All the while the Terminal has so many great productivity boosting apps like in terminals-are-sexy which I use often, but would like to use even more. But my standard use-case of just launching apps with Cmd+Space is NOT something that the Terminal can do. Especially if you want something like fuzzy-matching that for example Launchbar does out of the box.

Here is how to change that.

First you need a Terminal that you can launch the same way with Cmd+Space. I’d suggest using iTerm. Under Preferences -> Keys -> Hotkey you can create a system-wide hotkey that will show/hide iTerm.

iTerm Hotkey

Next you should set the window to appear somewhat similar by setting Profiles -> Window -> Style to Full-Width Top of Screen.

Bildschirmfoto 2020-10-21 um 22.00.20

This way you’ll get a nice shell-window on the top-half of your screen by just pushing Cmd+Space. By the way I use fishshell as my standard shell and the sys-info tool is archey.

Bildschirmfoto 2020-10-21 um 22.01.25

Now for the needed scripts to launch apps.

Go create a .config/fish/functions/launcher.fish file and add the following content:

function launcher
  if test -d $argv
    mdfind 'kMDItemContentType == "com.apple.application-*"' | grep '/Applications/' | sk | tr \\n \\0 | xargs -0 open
    mdfind 'kMDItemContentType == "com.apple.application-*"' | grep '/Applications/' | sk -q $argv | tr \\n \\0 | xargs -0 open

Please note that this only works with fishshell. Using bash might be similar.

Now edit your .config/fish/config.fish file and add a line alias l=launcher to it.

Now you have two ways of using this:

  • Either you can just type l on your Terminal and will get a list of all your apps, which you can fuzzy-filter by just typing ahead. Enter will launch the selected app.
  • Or you can type l <something> and the list will already be filtered by something. Best case, you can just hit Enter and be done.

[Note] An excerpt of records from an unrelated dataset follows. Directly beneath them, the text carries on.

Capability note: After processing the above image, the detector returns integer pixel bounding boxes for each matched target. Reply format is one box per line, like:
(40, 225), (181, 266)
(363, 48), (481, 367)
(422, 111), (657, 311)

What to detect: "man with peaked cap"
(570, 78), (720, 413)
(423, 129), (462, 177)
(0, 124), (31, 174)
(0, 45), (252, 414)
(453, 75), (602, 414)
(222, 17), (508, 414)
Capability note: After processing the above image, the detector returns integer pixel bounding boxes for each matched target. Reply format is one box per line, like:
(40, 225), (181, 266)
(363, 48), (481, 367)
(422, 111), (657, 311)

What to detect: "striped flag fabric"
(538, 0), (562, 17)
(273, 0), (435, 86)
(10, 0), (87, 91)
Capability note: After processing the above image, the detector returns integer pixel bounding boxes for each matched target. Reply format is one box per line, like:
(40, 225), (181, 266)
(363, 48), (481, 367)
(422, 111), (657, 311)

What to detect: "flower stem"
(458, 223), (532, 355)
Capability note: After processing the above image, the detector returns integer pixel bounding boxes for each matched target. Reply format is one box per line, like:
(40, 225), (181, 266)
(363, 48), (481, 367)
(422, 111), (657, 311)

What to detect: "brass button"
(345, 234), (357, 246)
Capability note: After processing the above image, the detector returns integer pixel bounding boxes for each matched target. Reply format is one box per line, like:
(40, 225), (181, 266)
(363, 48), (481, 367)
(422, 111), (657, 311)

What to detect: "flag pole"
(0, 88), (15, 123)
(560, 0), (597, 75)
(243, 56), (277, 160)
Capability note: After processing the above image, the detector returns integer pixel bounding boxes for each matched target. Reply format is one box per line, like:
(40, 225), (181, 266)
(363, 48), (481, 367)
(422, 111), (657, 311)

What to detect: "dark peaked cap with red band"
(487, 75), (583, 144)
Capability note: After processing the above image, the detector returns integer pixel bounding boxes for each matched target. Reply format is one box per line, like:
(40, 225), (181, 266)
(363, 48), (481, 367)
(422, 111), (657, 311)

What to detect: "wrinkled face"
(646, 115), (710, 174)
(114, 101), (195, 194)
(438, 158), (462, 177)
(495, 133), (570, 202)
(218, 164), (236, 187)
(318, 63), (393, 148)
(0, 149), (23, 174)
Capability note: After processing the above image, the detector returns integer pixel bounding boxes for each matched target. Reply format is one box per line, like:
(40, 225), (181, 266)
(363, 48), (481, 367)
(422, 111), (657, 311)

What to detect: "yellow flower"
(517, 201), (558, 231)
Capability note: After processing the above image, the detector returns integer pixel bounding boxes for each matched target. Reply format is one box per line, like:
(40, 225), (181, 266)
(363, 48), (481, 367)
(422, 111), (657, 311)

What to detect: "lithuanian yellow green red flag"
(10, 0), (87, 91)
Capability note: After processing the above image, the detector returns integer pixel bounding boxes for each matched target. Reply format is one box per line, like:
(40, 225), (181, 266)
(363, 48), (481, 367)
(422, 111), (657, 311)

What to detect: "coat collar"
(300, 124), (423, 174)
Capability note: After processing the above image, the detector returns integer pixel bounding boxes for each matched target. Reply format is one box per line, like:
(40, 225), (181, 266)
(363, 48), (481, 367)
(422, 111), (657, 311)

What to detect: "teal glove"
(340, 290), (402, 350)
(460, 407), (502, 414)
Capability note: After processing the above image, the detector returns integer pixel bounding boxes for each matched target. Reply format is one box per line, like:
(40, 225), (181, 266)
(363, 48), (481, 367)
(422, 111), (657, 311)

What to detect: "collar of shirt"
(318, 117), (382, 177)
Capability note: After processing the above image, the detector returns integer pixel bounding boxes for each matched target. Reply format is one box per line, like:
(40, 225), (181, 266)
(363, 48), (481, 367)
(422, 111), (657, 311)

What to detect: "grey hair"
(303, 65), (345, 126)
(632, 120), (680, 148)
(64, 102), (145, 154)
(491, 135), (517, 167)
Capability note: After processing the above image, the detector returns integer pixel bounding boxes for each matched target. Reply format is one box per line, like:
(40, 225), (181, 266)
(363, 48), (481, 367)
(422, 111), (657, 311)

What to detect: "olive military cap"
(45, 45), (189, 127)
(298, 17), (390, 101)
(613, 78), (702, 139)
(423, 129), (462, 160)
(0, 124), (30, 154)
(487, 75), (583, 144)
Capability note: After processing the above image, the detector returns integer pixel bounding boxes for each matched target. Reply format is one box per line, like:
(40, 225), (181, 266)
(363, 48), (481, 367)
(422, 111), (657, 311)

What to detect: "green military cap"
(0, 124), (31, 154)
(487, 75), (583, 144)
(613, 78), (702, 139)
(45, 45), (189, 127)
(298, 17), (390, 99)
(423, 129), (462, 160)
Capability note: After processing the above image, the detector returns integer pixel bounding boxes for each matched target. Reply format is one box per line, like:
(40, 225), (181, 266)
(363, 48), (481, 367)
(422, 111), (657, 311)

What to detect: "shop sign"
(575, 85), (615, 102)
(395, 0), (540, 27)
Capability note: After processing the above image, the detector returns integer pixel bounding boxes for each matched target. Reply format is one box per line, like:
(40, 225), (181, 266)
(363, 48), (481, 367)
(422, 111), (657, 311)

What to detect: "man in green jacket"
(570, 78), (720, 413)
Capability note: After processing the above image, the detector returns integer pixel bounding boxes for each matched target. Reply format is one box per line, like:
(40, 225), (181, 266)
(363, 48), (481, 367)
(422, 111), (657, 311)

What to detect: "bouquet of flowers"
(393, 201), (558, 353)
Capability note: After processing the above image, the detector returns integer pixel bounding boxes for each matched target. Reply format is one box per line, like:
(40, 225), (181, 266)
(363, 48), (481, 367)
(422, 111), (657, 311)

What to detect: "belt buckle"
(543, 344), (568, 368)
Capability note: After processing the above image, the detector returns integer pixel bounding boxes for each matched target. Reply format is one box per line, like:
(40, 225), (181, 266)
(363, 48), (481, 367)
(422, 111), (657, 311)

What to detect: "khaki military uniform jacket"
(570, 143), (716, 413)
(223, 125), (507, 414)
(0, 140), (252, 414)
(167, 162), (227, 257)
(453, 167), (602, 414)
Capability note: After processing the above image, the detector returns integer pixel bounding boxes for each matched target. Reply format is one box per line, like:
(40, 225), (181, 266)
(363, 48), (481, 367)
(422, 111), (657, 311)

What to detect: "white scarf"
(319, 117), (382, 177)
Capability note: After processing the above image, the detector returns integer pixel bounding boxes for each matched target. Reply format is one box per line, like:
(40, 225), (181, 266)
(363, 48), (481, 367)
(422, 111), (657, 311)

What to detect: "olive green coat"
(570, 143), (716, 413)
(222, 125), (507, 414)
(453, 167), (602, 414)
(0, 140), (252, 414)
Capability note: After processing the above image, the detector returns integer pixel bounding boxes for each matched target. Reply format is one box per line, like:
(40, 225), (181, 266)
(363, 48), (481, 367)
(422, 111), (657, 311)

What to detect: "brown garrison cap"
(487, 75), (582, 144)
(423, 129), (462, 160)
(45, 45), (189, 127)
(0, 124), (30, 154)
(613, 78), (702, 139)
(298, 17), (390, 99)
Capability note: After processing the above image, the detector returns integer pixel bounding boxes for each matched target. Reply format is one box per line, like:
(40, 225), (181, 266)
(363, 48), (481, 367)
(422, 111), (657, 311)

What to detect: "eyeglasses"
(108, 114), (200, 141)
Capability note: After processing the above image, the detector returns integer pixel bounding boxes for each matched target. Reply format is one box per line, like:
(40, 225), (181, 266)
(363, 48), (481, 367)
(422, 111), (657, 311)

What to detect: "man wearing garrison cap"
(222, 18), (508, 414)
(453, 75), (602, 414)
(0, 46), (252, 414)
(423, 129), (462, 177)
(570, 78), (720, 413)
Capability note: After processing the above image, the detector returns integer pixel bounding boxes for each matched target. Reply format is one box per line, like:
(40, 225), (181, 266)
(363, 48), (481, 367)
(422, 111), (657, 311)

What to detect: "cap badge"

Here is what it looks like:

Here is how it works:

  • mdfind 'kMDItemContentType == "com.apple.application-*"' will use the Mac’s Spotlight commandline client to search for all available apps.
  • grep '/Applications/' will filter it down to just your user and system-apps (otherwise you’ll also find a lot of stuff scattered around the whole system)
  • sk will make the list fuzzy-findable, by using skim. By the way you’ll need to install it in order to make this work.
  • tr \\n \\0 | xargs -0 open does some cleanup of the output and then launches the selected app.